I'll just mention a tid-bit that might have a bunch of readers go off and buy it: We have to thank Donald Rumsfeld for it. Yes, that Donald Rumsfeld, ex. Secretary of Defense, etc.:

https://en.wikipedia.org/wiki/Donald_Rumsfeld

If you think we got HDTV on technical grounds...well, read the book.

That's a long way around to say we don't have better imaging systems because the segment of the population who might legitimately need them is minuscule and has virtually no market power. A better imaging system would be a set of very expensive laboratory instruments used for a range of what I'll term esoteric tasks. In the meantime, what we have today is beyond good enough for anyone watching the World Cup or an episode of Lucy.

[1] https://en.wikipedia.org/wiki/Restriction_of_Hazardous_Subst...
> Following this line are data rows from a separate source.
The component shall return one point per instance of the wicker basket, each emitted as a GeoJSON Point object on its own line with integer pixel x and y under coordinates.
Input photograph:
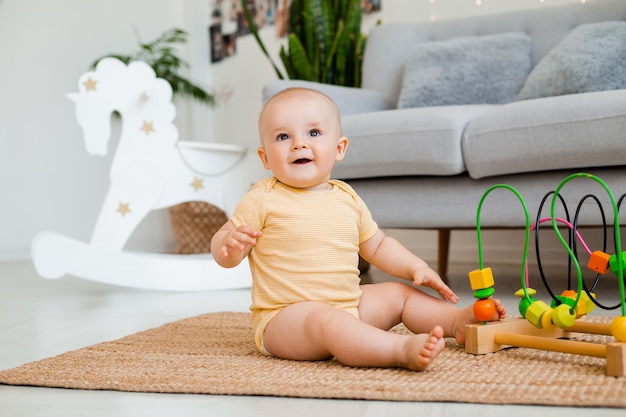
{"type": "Point", "coordinates": [194, 225]}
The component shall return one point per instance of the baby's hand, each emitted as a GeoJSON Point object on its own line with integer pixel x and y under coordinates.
{"type": "Point", "coordinates": [427, 277]}
{"type": "Point", "coordinates": [238, 240]}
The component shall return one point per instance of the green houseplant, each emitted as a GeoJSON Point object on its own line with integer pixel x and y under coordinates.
{"type": "Point", "coordinates": [161, 55]}
{"type": "Point", "coordinates": [324, 44]}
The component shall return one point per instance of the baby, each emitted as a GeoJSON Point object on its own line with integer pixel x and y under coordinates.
{"type": "Point", "coordinates": [303, 234]}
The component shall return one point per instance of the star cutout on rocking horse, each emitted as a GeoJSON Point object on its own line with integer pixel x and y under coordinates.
{"type": "Point", "coordinates": [123, 209]}
{"type": "Point", "coordinates": [90, 84]}
{"type": "Point", "coordinates": [148, 127]}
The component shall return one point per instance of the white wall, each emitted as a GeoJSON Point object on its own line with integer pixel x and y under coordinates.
{"type": "Point", "coordinates": [47, 180]}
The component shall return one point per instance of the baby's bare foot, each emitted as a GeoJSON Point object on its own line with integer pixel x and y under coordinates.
{"type": "Point", "coordinates": [466, 316]}
{"type": "Point", "coordinates": [422, 349]}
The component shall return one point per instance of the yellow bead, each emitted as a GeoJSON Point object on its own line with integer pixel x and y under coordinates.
{"type": "Point", "coordinates": [546, 320]}
{"type": "Point", "coordinates": [535, 311]}
{"type": "Point", "coordinates": [481, 278]}
{"type": "Point", "coordinates": [563, 316]}
{"type": "Point", "coordinates": [618, 328]}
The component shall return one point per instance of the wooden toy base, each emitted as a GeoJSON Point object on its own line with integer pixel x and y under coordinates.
{"type": "Point", "coordinates": [518, 332]}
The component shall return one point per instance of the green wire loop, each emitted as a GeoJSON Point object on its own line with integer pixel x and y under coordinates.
{"type": "Point", "coordinates": [526, 233]}
{"type": "Point", "coordinates": [618, 245]}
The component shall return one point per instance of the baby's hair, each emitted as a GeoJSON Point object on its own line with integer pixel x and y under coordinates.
{"type": "Point", "coordinates": [295, 90]}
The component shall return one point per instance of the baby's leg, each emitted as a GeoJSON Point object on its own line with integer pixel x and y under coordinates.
{"type": "Point", "coordinates": [387, 304]}
{"type": "Point", "coordinates": [317, 331]}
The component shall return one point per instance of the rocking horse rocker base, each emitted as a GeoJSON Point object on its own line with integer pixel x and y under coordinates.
{"type": "Point", "coordinates": [55, 255]}
{"type": "Point", "coordinates": [151, 170]}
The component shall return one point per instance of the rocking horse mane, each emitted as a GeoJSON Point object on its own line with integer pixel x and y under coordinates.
{"type": "Point", "coordinates": [119, 82]}
{"type": "Point", "coordinates": [133, 91]}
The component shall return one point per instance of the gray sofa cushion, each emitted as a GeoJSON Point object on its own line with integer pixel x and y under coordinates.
{"type": "Point", "coordinates": [592, 57]}
{"type": "Point", "coordinates": [466, 70]}
{"type": "Point", "coordinates": [421, 141]}
{"type": "Point", "coordinates": [561, 132]}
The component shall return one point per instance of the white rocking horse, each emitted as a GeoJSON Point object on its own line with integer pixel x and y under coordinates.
{"type": "Point", "coordinates": [150, 170]}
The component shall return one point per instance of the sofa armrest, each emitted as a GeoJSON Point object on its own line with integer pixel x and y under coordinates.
{"type": "Point", "coordinates": [350, 100]}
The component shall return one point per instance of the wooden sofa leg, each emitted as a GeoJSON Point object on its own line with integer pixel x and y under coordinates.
{"type": "Point", "coordinates": [443, 252]}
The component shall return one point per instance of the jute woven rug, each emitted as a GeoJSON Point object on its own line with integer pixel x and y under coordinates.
{"type": "Point", "coordinates": [215, 354]}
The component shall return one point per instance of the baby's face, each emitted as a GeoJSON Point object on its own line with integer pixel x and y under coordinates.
{"type": "Point", "coordinates": [301, 139]}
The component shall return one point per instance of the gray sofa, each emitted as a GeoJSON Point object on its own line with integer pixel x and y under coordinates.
{"type": "Point", "coordinates": [427, 165]}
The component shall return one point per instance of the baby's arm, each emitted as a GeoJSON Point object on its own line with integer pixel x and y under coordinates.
{"type": "Point", "coordinates": [231, 244]}
{"type": "Point", "coordinates": [392, 257]}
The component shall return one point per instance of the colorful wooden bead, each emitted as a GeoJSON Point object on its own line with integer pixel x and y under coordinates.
{"type": "Point", "coordinates": [546, 320]}
{"type": "Point", "coordinates": [614, 266]}
{"type": "Point", "coordinates": [563, 316]}
{"type": "Point", "coordinates": [481, 278]}
{"type": "Point", "coordinates": [599, 262]}
{"type": "Point", "coordinates": [484, 309]}
{"type": "Point", "coordinates": [535, 311]}
{"type": "Point", "coordinates": [484, 292]}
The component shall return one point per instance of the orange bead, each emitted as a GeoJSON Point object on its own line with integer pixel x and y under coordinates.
{"type": "Point", "coordinates": [599, 262]}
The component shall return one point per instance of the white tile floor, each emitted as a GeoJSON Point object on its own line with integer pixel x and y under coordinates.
{"type": "Point", "coordinates": [40, 318]}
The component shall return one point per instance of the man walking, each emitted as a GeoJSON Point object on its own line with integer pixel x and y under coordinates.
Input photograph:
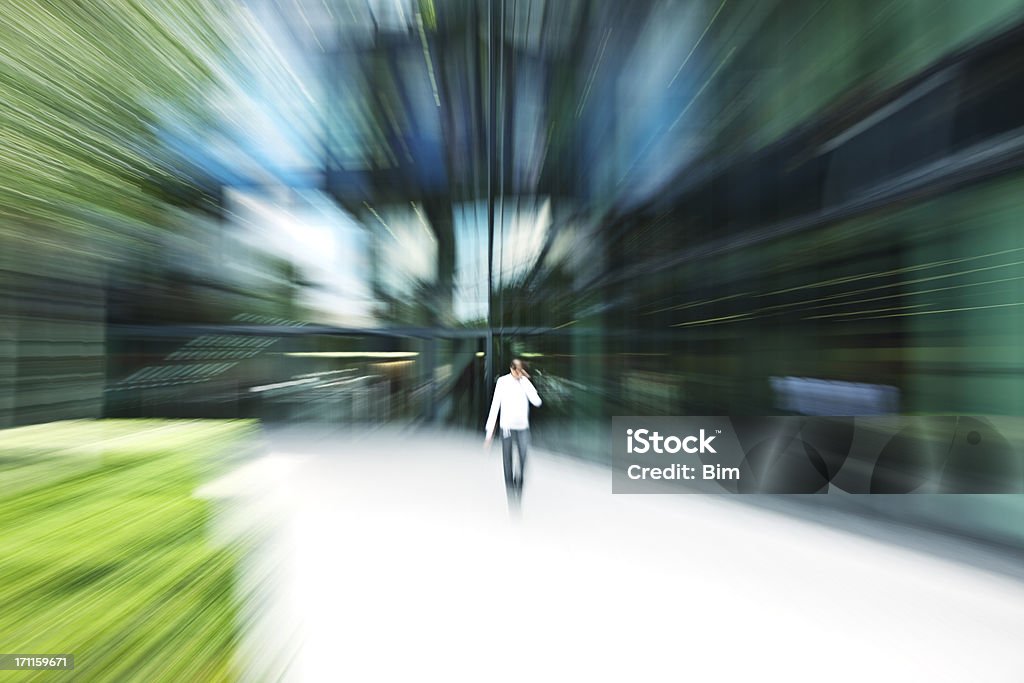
{"type": "Point", "coordinates": [513, 394]}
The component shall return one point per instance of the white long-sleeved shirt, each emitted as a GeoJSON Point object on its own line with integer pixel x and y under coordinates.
{"type": "Point", "coordinates": [512, 399]}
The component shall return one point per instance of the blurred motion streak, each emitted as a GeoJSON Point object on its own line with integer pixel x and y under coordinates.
{"type": "Point", "coordinates": [355, 212]}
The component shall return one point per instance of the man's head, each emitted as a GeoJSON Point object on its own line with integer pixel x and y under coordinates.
{"type": "Point", "coordinates": [518, 369]}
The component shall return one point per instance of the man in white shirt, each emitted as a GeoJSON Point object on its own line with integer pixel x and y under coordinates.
{"type": "Point", "coordinates": [513, 394]}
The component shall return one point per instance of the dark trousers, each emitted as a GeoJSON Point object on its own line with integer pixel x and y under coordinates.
{"type": "Point", "coordinates": [521, 439]}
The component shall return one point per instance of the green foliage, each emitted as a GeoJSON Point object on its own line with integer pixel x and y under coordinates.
{"type": "Point", "coordinates": [107, 553]}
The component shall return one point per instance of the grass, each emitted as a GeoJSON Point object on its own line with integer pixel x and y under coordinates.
{"type": "Point", "coordinates": [105, 553]}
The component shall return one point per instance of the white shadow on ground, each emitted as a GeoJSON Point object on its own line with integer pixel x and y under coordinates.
{"type": "Point", "coordinates": [400, 562]}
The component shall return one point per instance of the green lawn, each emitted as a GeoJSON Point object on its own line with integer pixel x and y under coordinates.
{"type": "Point", "coordinates": [105, 553]}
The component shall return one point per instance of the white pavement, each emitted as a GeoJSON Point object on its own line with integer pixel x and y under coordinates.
{"type": "Point", "coordinates": [397, 560]}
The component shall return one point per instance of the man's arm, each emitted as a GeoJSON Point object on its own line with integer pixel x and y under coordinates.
{"type": "Point", "coordinates": [531, 394]}
{"type": "Point", "coordinates": [496, 402]}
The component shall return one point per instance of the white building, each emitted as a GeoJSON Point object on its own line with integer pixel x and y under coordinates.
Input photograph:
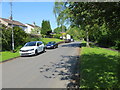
{"type": "Point", "coordinates": [31, 27]}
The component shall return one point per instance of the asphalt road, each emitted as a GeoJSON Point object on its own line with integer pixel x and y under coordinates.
{"type": "Point", "coordinates": [51, 69]}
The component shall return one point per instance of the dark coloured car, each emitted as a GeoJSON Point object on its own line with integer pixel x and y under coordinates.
{"type": "Point", "coordinates": [52, 44]}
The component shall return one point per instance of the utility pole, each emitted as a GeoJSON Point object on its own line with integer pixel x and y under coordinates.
{"type": "Point", "coordinates": [11, 18]}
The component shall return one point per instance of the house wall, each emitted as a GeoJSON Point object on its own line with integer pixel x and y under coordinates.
{"type": "Point", "coordinates": [3, 22]}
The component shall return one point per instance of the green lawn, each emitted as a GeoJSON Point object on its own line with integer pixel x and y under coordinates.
{"type": "Point", "coordinates": [46, 40]}
{"type": "Point", "coordinates": [99, 68]}
{"type": "Point", "coordinates": [8, 55]}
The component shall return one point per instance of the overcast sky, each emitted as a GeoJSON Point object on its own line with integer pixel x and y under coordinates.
{"type": "Point", "coordinates": [29, 12]}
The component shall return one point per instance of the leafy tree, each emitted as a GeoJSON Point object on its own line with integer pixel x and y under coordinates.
{"type": "Point", "coordinates": [60, 29]}
{"type": "Point", "coordinates": [92, 17]}
{"type": "Point", "coordinates": [45, 27]}
{"type": "Point", "coordinates": [20, 37]}
{"type": "Point", "coordinates": [36, 30]}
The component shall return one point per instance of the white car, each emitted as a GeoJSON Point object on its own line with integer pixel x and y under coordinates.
{"type": "Point", "coordinates": [32, 48]}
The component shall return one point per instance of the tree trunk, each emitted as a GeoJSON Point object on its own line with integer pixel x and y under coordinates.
{"type": "Point", "coordinates": [88, 40]}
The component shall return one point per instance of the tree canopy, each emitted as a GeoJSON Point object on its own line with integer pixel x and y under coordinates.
{"type": "Point", "coordinates": [100, 20]}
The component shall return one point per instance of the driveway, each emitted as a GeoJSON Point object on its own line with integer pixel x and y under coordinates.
{"type": "Point", "coordinates": [52, 69]}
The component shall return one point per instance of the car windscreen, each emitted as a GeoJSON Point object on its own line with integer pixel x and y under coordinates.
{"type": "Point", "coordinates": [30, 44]}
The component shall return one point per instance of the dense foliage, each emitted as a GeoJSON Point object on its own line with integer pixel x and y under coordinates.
{"type": "Point", "coordinates": [60, 29]}
{"type": "Point", "coordinates": [100, 20]}
{"type": "Point", "coordinates": [20, 37]}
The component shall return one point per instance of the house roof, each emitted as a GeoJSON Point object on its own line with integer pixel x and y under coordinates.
{"type": "Point", "coordinates": [13, 22]}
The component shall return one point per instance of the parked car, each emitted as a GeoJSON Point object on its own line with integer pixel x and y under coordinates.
{"type": "Point", "coordinates": [32, 48]}
{"type": "Point", "coordinates": [52, 44]}
{"type": "Point", "coordinates": [67, 40]}
{"type": "Point", "coordinates": [72, 40]}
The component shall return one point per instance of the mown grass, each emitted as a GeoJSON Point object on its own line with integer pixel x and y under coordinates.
{"type": "Point", "coordinates": [46, 40]}
{"type": "Point", "coordinates": [8, 54]}
{"type": "Point", "coordinates": [99, 68]}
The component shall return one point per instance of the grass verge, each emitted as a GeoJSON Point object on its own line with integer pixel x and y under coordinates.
{"type": "Point", "coordinates": [99, 68]}
{"type": "Point", "coordinates": [8, 55]}
{"type": "Point", "coordinates": [46, 40]}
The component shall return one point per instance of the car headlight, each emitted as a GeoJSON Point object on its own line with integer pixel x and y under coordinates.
{"type": "Point", "coordinates": [30, 49]}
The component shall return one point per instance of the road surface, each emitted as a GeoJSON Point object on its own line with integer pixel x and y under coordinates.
{"type": "Point", "coordinates": [51, 69]}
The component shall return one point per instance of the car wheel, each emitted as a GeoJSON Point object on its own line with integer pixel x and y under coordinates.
{"type": "Point", "coordinates": [36, 52]}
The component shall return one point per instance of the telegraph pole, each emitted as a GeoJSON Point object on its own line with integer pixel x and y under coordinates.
{"type": "Point", "coordinates": [11, 18]}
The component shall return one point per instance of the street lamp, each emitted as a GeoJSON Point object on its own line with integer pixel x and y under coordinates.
{"type": "Point", "coordinates": [12, 27]}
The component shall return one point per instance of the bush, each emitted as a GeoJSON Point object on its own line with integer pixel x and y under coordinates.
{"type": "Point", "coordinates": [20, 38]}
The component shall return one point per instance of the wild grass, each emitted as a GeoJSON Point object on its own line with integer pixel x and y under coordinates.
{"type": "Point", "coordinates": [99, 68]}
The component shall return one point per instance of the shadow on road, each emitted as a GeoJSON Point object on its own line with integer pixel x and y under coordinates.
{"type": "Point", "coordinates": [65, 69]}
{"type": "Point", "coordinates": [72, 45]}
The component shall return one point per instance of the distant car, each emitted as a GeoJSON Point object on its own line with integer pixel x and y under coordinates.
{"type": "Point", "coordinates": [32, 48]}
{"type": "Point", "coordinates": [52, 44]}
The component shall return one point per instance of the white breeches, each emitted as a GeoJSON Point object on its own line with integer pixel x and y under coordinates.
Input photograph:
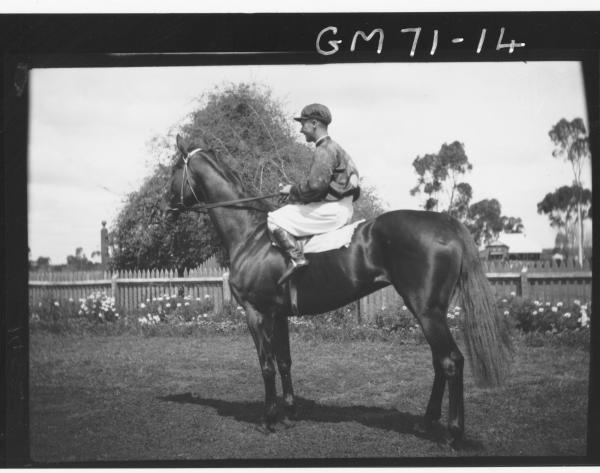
{"type": "Point", "coordinates": [313, 218]}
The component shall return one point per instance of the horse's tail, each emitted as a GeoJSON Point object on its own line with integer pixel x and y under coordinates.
{"type": "Point", "coordinates": [486, 330]}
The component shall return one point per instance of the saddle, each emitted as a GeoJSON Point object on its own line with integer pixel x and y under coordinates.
{"type": "Point", "coordinates": [332, 240]}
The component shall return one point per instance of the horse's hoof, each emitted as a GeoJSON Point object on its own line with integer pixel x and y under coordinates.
{"type": "Point", "coordinates": [287, 423]}
{"type": "Point", "coordinates": [267, 429]}
{"type": "Point", "coordinates": [455, 440]}
{"type": "Point", "coordinates": [425, 426]}
{"type": "Point", "coordinates": [291, 413]}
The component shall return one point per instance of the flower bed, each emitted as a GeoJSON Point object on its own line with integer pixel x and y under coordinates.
{"type": "Point", "coordinates": [173, 314]}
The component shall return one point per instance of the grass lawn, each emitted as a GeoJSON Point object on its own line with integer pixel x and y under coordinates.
{"type": "Point", "coordinates": [173, 398]}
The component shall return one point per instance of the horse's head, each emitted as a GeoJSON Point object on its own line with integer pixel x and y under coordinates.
{"type": "Point", "coordinates": [184, 189]}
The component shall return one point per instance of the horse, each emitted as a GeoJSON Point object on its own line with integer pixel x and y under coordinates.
{"type": "Point", "coordinates": [426, 256]}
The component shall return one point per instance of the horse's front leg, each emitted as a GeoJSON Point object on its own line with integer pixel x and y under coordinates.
{"type": "Point", "coordinates": [261, 327]}
{"type": "Point", "coordinates": [281, 343]}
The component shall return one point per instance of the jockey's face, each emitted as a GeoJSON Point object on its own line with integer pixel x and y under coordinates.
{"type": "Point", "coordinates": [309, 130]}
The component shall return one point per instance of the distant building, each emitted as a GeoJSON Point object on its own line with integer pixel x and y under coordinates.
{"type": "Point", "coordinates": [512, 246]}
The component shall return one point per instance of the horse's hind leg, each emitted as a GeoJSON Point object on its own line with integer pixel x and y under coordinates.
{"type": "Point", "coordinates": [434, 406]}
{"type": "Point", "coordinates": [281, 344]}
{"type": "Point", "coordinates": [261, 327]}
{"type": "Point", "coordinates": [448, 365]}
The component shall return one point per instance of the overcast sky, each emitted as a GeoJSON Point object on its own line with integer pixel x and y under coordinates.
{"type": "Point", "coordinates": [90, 129]}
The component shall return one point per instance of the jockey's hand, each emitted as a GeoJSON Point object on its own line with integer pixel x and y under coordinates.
{"type": "Point", "coordinates": [285, 190]}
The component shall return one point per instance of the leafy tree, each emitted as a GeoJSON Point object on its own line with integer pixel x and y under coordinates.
{"type": "Point", "coordinates": [512, 225]}
{"type": "Point", "coordinates": [485, 221]}
{"type": "Point", "coordinates": [572, 144]}
{"type": "Point", "coordinates": [143, 239]}
{"type": "Point", "coordinates": [563, 207]}
{"type": "Point", "coordinates": [250, 132]}
{"type": "Point", "coordinates": [438, 179]}
{"type": "Point", "coordinates": [369, 204]}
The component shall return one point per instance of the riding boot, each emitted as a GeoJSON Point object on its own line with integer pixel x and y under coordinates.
{"type": "Point", "coordinates": [293, 249]}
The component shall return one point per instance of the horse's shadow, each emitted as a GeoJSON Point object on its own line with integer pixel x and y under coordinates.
{"type": "Point", "coordinates": [307, 410]}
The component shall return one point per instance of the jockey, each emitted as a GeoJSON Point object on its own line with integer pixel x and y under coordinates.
{"type": "Point", "coordinates": [322, 202]}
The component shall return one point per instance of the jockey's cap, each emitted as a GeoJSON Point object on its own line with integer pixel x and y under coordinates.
{"type": "Point", "coordinates": [315, 111]}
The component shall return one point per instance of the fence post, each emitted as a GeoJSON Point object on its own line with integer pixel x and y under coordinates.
{"type": "Point", "coordinates": [226, 289]}
{"type": "Point", "coordinates": [115, 289]}
{"type": "Point", "coordinates": [524, 283]}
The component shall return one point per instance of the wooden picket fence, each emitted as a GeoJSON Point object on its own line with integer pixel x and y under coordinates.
{"type": "Point", "coordinates": [545, 281]}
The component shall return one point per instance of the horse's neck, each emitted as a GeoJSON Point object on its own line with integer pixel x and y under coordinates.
{"type": "Point", "coordinates": [233, 224]}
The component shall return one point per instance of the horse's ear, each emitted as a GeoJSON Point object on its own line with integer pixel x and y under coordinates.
{"type": "Point", "coordinates": [180, 144]}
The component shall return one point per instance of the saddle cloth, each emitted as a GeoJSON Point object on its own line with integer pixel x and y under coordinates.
{"type": "Point", "coordinates": [330, 240]}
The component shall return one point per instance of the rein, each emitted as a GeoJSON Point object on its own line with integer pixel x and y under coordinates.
{"type": "Point", "coordinates": [199, 207]}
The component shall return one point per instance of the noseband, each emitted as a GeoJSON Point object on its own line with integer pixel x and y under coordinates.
{"type": "Point", "coordinates": [186, 177]}
{"type": "Point", "coordinates": [199, 206]}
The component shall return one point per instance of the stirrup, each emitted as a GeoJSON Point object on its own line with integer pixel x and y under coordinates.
{"type": "Point", "coordinates": [291, 270]}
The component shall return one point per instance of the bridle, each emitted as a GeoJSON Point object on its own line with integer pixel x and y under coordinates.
{"type": "Point", "coordinates": [187, 178]}
{"type": "Point", "coordinates": [199, 206]}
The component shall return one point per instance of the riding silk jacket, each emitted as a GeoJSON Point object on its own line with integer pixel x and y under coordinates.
{"type": "Point", "coordinates": [329, 175]}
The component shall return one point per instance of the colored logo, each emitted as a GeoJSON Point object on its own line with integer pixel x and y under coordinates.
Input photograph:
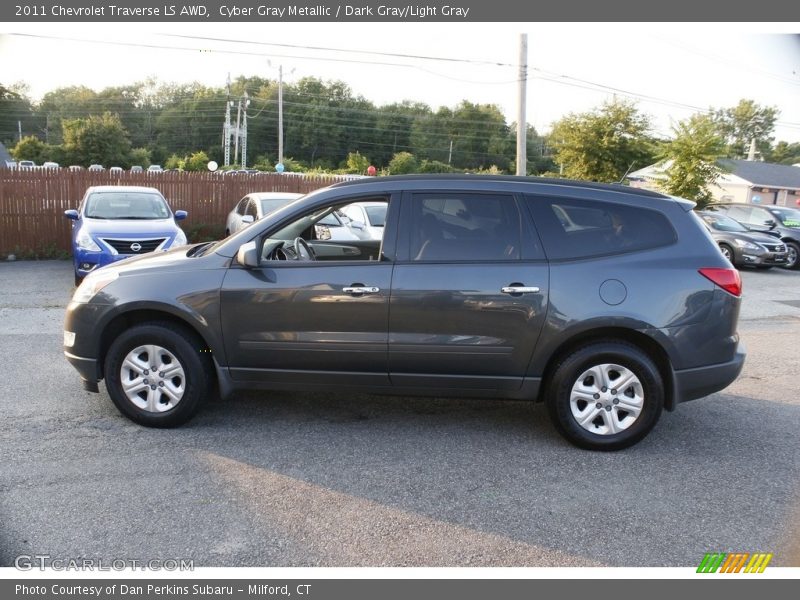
{"type": "Point", "coordinates": [736, 562]}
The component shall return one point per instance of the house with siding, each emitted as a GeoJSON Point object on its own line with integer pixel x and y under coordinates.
{"type": "Point", "coordinates": [742, 181]}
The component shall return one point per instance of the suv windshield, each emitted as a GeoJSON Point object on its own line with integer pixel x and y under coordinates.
{"type": "Point", "coordinates": [789, 217]}
{"type": "Point", "coordinates": [126, 205]}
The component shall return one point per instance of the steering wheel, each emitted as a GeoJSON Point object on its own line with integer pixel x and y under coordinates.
{"type": "Point", "coordinates": [302, 250]}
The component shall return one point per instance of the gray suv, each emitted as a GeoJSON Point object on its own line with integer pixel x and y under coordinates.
{"type": "Point", "coordinates": [607, 303]}
{"type": "Point", "coordinates": [783, 222]}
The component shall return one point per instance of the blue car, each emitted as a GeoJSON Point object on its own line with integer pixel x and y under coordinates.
{"type": "Point", "coordinates": [115, 222]}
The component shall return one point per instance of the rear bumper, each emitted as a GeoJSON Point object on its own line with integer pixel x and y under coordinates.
{"type": "Point", "coordinates": [690, 384]}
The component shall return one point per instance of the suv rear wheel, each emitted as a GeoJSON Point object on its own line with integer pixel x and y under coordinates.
{"type": "Point", "coordinates": [605, 396]}
{"type": "Point", "coordinates": [156, 375]}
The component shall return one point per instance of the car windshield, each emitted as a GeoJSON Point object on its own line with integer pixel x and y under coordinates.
{"type": "Point", "coordinates": [376, 215]}
{"type": "Point", "coordinates": [269, 205]}
{"type": "Point", "coordinates": [723, 223]}
{"type": "Point", "coordinates": [126, 205]}
{"type": "Point", "coordinates": [789, 217]}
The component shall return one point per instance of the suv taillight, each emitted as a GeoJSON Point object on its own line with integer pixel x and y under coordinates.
{"type": "Point", "coordinates": [728, 279]}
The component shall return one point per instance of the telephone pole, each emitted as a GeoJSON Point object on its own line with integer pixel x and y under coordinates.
{"type": "Point", "coordinates": [522, 126]}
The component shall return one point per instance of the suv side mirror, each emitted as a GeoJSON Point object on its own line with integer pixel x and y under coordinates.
{"type": "Point", "coordinates": [248, 255]}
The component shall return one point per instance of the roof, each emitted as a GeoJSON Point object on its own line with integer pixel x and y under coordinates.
{"type": "Point", "coordinates": [764, 174]}
{"type": "Point", "coordinates": [510, 179]}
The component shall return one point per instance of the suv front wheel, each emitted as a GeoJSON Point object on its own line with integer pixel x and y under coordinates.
{"type": "Point", "coordinates": [157, 374]}
{"type": "Point", "coordinates": [605, 396]}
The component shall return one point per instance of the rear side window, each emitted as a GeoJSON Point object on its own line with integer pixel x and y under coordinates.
{"type": "Point", "coordinates": [580, 229]}
{"type": "Point", "coordinates": [464, 227]}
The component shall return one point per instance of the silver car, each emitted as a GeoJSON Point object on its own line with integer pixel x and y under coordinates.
{"type": "Point", "coordinates": [255, 206]}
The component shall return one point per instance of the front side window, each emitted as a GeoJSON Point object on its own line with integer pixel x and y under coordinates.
{"type": "Point", "coordinates": [579, 228]}
{"type": "Point", "coordinates": [464, 227]}
{"type": "Point", "coordinates": [126, 205]}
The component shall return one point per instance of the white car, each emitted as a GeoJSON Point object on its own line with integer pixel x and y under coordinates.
{"type": "Point", "coordinates": [255, 206]}
{"type": "Point", "coordinates": [366, 219]}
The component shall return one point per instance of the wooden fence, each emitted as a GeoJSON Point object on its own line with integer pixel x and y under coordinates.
{"type": "Point", "coordinates": [32, 202]}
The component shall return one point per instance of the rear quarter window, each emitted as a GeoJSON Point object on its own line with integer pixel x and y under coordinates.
{"type": "Point", "coordinates": [572, 229]}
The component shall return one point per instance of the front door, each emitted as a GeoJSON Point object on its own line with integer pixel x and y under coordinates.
{"type": "Point", "coordinates": [469, 301]}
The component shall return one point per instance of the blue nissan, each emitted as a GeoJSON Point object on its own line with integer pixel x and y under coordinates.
{"type": "Point", "coordinates": [115, 222]}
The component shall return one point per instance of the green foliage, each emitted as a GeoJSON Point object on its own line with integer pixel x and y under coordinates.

can't emphasize that point enough really - it's also why these products have an incredibly hard time conquering the market: no one realises they "should want this" because as far as they can tell, there's no reason to. I am super happy about the move to 4K, but until 4k displays are ubiquitous (TV + desktop at the very least) I don't expect camera manufacturers to push their chip shops to true rec.2020 4K sensors (they already cover part of rec.2020, but they still lack response in the greens)


I love to see good articles on color. Thanks for the submission.


wow, I did not know how RGB sensors map to the XYZ color coordinates like this, and that we can record light-induced resistance! I learned a lot from this article.